I love eggs. I could eat them for three meals a day and be very happy. They are so versatile; equally at home playing a supporting role in sweets like cookies or cake or acting as the star of savory dishes like quiche or a frittata. When you are pressed for time and/or find yourself with nothing in the fridge at dinner time, eggs are a quick and easy foundation for a healthy dinner.
If you have never made a frittata, I highly recommend you try it. Frittatas, essentially rustic, unfussy omelets, are very easy to make, come together quickly, and can be made with whatever you have on hand. You start with whatever precooked meat and cooked or raw vegetables you have available. Cook them gently in an oven-proof skillet to warm them. Add beaten eggs and cook until the bottom is set. Sprinkle with grated cheese, pop in under the broiler, and in less than 15 minutes, dinner is served.
This recipe is for a mushroom and onion frittata but feel free to use this as a guide to the basic technique and adapt to whatever ingredients you like. Ham or bacon are always lovely additions to a frittata. Bell (or spicy) peppers, tomatoes, roasted potatoes, asparagus, broccoli, and pretty much anything that you would put in an omelet would be tasty as well. Of course, you could always go simple and use a variety of cheeses to flavor your dish. Whatever you do, frittatas make a lovely dinner or brunch dish.
Mushroom and Onion Frittata
5 large eggs
1/4 teaspoon oregano
1 small-to-medium yellow onion, finely diced
1 tbls vegetable oil
2 tbls butter
7 oz mushrooms, sliced
salt and pepper to taste
2 oz swiss cheese, shredded
grated parmesan cheese to top (optional)
Beat the eggs along with the oregano and salt and pepper to taste. Set aside.
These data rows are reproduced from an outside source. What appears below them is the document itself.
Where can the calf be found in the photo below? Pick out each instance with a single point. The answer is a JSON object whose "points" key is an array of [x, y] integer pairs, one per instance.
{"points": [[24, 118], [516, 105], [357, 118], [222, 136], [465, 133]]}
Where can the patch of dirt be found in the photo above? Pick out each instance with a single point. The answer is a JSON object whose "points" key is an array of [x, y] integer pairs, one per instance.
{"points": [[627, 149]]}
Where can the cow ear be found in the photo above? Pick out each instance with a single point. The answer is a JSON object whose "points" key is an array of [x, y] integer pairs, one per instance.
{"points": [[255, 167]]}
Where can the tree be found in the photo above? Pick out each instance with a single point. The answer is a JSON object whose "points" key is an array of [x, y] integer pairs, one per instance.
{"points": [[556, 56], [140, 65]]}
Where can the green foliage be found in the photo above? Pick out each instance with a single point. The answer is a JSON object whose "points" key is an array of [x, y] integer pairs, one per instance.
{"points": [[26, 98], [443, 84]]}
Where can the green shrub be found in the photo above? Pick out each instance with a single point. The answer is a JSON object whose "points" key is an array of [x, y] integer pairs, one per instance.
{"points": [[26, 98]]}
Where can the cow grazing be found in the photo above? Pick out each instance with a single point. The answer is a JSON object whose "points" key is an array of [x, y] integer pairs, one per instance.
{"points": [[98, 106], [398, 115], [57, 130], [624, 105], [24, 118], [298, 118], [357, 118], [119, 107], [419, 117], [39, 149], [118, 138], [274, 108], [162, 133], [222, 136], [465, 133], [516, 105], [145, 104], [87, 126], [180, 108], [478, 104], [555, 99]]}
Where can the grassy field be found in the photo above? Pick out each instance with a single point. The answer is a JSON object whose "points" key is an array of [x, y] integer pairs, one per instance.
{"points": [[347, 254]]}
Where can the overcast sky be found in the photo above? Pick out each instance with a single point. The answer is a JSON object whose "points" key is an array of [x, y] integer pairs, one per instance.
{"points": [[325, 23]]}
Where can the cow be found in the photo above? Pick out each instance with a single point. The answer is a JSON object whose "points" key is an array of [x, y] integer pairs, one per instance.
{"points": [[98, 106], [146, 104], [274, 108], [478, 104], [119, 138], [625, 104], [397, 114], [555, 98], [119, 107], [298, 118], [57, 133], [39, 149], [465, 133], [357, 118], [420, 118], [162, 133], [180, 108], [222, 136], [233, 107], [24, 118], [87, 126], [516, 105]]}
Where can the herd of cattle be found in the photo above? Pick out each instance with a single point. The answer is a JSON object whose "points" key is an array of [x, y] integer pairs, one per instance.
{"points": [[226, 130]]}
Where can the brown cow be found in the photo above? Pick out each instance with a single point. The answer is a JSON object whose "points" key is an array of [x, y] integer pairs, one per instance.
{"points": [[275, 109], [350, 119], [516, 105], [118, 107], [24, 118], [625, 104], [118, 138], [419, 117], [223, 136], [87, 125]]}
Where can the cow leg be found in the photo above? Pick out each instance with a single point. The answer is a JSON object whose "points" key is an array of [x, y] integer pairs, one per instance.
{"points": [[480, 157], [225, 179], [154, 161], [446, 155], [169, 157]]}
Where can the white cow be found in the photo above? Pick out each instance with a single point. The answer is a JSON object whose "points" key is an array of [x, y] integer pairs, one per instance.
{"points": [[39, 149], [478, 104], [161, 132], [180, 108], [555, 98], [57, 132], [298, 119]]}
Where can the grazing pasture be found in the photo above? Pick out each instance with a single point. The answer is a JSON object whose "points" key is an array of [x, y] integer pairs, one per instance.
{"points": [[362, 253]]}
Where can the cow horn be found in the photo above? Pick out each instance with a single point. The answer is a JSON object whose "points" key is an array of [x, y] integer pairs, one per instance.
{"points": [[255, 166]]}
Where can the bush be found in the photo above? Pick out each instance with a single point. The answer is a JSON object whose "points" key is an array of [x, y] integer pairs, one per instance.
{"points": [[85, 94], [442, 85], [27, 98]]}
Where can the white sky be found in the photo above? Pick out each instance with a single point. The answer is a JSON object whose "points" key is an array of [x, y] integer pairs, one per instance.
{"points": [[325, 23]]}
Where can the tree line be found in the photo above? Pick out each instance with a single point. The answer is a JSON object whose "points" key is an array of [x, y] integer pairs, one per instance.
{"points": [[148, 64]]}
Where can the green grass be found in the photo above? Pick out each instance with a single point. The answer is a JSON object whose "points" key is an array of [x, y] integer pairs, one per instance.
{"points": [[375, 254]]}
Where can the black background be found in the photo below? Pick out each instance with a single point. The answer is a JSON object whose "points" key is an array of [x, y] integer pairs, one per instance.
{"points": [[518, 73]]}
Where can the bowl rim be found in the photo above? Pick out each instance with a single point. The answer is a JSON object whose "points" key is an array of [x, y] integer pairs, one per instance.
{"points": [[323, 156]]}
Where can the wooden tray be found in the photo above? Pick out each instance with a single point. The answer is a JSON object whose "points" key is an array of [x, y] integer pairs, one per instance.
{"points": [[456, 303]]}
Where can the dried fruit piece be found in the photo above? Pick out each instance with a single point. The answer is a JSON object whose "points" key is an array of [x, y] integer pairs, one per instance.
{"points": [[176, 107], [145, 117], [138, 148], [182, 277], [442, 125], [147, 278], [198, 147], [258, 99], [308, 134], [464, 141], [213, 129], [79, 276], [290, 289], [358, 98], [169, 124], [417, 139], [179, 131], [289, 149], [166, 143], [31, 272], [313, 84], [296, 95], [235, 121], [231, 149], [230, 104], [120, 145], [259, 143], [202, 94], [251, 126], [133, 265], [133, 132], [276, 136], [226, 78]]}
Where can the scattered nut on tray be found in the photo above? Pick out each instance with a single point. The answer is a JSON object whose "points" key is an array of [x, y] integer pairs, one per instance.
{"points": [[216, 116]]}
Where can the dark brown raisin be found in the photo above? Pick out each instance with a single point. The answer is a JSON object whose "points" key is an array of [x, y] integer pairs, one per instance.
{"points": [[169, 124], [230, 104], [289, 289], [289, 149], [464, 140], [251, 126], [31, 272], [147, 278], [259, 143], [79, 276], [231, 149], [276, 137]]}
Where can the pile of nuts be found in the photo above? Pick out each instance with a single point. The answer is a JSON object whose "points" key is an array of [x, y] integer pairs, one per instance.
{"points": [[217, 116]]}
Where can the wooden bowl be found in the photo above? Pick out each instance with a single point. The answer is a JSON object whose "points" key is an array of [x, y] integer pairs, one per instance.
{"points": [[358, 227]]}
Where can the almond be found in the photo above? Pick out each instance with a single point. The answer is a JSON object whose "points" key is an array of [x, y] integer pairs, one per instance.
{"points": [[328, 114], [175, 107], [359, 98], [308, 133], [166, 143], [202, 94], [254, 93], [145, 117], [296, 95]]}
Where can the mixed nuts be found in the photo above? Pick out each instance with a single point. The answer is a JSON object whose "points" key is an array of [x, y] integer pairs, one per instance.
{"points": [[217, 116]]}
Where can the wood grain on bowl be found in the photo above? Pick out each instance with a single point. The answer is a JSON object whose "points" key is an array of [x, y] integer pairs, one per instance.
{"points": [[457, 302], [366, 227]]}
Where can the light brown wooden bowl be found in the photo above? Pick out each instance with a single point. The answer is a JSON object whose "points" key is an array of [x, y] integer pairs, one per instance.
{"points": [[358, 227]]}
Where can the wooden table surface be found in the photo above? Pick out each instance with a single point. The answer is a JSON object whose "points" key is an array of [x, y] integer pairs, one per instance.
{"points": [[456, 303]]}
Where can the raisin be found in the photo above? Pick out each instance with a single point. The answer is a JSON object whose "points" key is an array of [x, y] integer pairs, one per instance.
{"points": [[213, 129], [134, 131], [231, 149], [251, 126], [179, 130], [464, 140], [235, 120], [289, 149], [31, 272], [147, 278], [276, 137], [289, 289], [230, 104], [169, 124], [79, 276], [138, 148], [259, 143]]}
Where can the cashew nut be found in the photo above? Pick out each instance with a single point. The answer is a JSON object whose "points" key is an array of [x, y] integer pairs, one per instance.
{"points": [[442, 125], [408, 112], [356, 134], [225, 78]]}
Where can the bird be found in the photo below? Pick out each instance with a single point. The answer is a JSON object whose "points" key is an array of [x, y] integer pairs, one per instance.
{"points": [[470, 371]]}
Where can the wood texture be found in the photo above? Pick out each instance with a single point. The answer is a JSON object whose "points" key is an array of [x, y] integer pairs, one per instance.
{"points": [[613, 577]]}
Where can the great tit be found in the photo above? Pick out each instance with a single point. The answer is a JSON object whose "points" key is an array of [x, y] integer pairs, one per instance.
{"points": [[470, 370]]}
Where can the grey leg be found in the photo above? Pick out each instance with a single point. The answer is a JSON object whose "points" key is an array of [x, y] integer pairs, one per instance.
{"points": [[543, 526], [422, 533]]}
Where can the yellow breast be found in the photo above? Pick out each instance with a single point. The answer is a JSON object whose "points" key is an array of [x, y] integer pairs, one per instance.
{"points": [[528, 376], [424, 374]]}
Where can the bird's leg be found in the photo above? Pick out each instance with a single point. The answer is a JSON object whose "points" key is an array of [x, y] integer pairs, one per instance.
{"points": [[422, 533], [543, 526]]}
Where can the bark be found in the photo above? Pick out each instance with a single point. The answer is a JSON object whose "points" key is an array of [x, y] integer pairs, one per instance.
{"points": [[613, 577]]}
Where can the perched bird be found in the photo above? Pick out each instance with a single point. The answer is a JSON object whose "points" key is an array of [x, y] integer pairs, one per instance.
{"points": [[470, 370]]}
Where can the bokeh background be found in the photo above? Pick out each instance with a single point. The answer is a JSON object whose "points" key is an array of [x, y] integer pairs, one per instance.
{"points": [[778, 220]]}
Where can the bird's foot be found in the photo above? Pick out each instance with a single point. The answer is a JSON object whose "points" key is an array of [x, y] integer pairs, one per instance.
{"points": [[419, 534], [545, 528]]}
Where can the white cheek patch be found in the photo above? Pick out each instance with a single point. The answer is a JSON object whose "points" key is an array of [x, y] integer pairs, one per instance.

Place a 10″ oven proof skillet over medium heat. Add the vegetable oil and the onions. Cook until the onions are softened and slightly browned, about 5-7 minutes. Add the mushrooms. Cook until the mushrooms have released all of their juices and have browned nicely, another 10-15 minutes. Remove the onion, mushroom mixture from the pan and place in a bowl.
Add the butter to the pan and heat until it is foamy and starting to brown. Add the egg mixture and reduce the heat to low. Allow the egg mixture to cook for a few minutes and set on the bottom of the pan. Add the onion and mushroom mixture to the eggs and top with the shredded swiss cheese. Continue letting the egg mixture to cook for a total of about 15-20 minutes until set and only slightly runny on the top. Sprinkle with grated parmesan cheese if using.
Place under a high broiler for about a minute until the cheese is golden brown and the top is set. Remove the pan from the oven and use a spatula to loosen the frittata from the pan and slide onto a cutting board.
Cutting the frittata into wedges (like a pizza) and eat warm or at room temp. Serves 4.